Three design firms will present their qualifications this month to a public board for the opportunity to work on the project that will end parking on the Overton Park Greensward.
That project is so far deadlined for mid-March 2019 but work to get to that date (and that outcome) is well underway. The 10-member steering committee working to help alleviate parking problems in Overton Park has been meeting regularly for a couple of months.
That group got to the nitty-gritty Thursday at Memphis City Hall. They narrowed the field of eight design firms that applied to work not project to three. Those firms are (ranked in order from first to third) Power Hill Design, A2H, and Kimley-Horn.
Those firms will make presentations to the steering committee sometime in late January. They won’t, however, present their precise plans for the project, which will reconfigure the Memphis Zoo’s main parking lot, add a berm around the Greensward, and more.
The plan is, basically, from the provisions passed in a resolution from the Memphis City Council in July. At the time, the resolution was passed, the project was projected to cost $3 million.
However, Jack Stevenson, an official in the city’s engineering division, told John Conroy, a steering committee member representing the Memphis Zoo, that he couldn’t yet tell him a final project cost.
“My hope was to tell the zoo that by ‘x’ date you have to have this much money and you’re telling me I can’t tell them that yet?” Conroy asked.
Stevenson confirmed but noted that he could tell him that the money needed to be in hand and ready to be appropriated by the council on February 7.
Some comments from the public to the steering committee (on the city’s website) noted that the size of the parking spaces in the zoo lot could be shrunk to accommodate more parking spaces.
Mary Wilder, a committee member representing the grassroots Overton Park Alliance, said volunteers from her organization found that only about 20 percent of vehicles parking in the zoo lot needed the 10-foot-by-20-foot parking spaces prescribed in the council resolution.
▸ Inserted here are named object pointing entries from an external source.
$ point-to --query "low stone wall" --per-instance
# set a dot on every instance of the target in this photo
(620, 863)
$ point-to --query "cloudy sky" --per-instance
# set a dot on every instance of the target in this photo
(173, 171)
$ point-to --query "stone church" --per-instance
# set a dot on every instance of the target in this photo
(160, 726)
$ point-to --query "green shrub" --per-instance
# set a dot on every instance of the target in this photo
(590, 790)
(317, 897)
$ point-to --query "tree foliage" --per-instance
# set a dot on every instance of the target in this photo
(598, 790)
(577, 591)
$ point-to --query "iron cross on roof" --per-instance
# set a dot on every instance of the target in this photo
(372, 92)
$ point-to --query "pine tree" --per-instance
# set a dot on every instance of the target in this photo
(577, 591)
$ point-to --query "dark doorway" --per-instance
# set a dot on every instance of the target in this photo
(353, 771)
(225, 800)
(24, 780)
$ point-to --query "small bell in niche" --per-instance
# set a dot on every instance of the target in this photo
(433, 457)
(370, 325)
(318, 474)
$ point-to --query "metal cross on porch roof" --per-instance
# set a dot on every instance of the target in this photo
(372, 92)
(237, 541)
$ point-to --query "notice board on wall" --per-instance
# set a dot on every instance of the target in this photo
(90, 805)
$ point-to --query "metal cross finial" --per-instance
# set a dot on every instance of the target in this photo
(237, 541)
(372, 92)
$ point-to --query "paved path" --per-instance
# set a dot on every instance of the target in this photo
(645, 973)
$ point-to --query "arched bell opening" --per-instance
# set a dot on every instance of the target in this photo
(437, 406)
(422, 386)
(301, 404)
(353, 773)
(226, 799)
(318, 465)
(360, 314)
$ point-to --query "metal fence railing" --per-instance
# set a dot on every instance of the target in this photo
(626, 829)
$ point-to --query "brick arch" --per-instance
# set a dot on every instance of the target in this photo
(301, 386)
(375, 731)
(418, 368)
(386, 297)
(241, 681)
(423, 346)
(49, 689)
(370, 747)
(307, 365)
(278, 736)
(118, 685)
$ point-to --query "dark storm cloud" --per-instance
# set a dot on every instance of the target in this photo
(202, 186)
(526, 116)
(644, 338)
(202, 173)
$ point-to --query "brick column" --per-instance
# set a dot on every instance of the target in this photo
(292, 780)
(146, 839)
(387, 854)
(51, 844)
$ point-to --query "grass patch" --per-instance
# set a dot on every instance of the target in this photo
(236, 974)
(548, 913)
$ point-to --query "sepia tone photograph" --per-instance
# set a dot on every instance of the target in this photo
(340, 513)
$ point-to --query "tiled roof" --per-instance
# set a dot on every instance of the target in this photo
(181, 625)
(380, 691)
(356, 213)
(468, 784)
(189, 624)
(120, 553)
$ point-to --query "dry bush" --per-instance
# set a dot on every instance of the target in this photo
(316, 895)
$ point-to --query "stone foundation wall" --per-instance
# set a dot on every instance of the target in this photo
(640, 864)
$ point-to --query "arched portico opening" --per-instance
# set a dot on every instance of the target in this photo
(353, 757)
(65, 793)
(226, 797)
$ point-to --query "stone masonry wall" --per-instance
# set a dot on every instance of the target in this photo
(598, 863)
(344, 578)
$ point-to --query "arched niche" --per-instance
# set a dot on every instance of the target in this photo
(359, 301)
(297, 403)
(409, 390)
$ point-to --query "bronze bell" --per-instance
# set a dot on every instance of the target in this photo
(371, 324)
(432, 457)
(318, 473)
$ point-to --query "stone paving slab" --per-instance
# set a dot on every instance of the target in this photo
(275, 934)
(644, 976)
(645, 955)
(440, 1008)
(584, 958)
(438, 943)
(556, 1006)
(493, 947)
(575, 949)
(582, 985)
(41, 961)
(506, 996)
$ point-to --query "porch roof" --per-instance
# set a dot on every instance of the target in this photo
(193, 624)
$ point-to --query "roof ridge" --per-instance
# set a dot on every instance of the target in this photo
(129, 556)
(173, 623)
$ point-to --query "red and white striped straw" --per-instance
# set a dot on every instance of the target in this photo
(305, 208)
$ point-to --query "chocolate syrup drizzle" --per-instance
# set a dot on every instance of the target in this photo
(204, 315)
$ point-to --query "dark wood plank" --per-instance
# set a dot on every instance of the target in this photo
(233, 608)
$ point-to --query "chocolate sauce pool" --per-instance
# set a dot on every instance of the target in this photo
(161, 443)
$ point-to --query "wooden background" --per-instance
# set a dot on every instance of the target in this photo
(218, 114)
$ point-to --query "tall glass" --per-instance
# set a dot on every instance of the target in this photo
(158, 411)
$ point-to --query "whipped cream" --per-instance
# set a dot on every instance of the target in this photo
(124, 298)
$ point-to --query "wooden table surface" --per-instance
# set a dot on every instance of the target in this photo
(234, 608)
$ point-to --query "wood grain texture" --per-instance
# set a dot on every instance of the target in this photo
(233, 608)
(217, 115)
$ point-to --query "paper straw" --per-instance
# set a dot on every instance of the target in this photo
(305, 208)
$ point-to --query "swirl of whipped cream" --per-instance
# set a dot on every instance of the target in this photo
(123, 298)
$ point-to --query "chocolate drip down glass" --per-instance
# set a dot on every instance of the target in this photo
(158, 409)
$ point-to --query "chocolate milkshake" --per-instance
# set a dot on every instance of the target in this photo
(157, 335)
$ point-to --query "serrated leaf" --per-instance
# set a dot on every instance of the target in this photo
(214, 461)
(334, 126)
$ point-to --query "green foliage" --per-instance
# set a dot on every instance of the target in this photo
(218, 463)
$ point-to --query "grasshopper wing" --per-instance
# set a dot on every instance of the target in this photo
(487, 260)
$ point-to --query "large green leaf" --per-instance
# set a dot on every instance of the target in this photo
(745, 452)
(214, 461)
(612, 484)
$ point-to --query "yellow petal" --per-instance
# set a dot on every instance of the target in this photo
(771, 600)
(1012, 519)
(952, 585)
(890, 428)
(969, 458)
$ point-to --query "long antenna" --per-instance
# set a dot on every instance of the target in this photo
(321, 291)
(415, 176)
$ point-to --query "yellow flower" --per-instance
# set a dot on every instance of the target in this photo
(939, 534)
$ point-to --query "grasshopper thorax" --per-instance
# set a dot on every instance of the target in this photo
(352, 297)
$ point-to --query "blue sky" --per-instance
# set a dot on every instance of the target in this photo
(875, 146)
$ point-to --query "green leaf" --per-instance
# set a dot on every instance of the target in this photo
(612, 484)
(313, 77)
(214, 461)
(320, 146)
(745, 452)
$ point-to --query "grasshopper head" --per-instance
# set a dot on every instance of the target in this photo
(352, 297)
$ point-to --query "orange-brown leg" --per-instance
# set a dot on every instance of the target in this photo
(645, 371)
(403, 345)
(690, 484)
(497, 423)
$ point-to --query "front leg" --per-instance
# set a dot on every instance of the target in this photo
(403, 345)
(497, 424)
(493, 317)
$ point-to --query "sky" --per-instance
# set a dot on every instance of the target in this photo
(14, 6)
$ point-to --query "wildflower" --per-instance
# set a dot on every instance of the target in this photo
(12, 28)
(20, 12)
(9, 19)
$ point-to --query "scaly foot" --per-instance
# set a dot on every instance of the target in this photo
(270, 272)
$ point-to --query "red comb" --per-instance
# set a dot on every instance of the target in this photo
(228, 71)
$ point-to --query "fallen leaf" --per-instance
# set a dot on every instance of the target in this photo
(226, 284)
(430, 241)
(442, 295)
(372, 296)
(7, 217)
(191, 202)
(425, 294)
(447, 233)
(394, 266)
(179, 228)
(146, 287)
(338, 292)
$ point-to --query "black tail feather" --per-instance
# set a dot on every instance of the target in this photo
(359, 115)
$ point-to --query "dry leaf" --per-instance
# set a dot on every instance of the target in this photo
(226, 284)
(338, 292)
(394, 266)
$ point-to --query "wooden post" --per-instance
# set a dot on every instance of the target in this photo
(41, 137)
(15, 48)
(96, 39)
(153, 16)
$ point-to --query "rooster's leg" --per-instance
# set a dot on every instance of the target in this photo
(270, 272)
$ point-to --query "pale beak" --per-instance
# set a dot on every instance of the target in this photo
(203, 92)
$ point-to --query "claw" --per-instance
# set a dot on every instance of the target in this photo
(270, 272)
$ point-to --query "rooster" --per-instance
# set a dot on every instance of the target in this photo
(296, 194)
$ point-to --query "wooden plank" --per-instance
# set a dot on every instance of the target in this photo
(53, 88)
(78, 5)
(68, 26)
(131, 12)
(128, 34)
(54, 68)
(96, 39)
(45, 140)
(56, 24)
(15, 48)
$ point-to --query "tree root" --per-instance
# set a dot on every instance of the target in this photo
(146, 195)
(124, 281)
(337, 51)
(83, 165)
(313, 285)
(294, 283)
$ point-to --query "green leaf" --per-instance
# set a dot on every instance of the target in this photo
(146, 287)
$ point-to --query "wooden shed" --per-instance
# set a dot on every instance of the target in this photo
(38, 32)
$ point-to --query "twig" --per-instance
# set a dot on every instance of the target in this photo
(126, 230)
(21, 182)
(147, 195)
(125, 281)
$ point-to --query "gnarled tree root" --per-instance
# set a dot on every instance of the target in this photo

She asked that the design firms add options for smaller spaces in their proposals.
The move was met with some resistance, though, with Conroy saying flatly that the “zoo will not entertain changes to the resolutions” and others noting that changes like that would add time and money to the project.
Wilder was told that changes to the resolution would have to be made by council and that any group seeking changes should petition that body.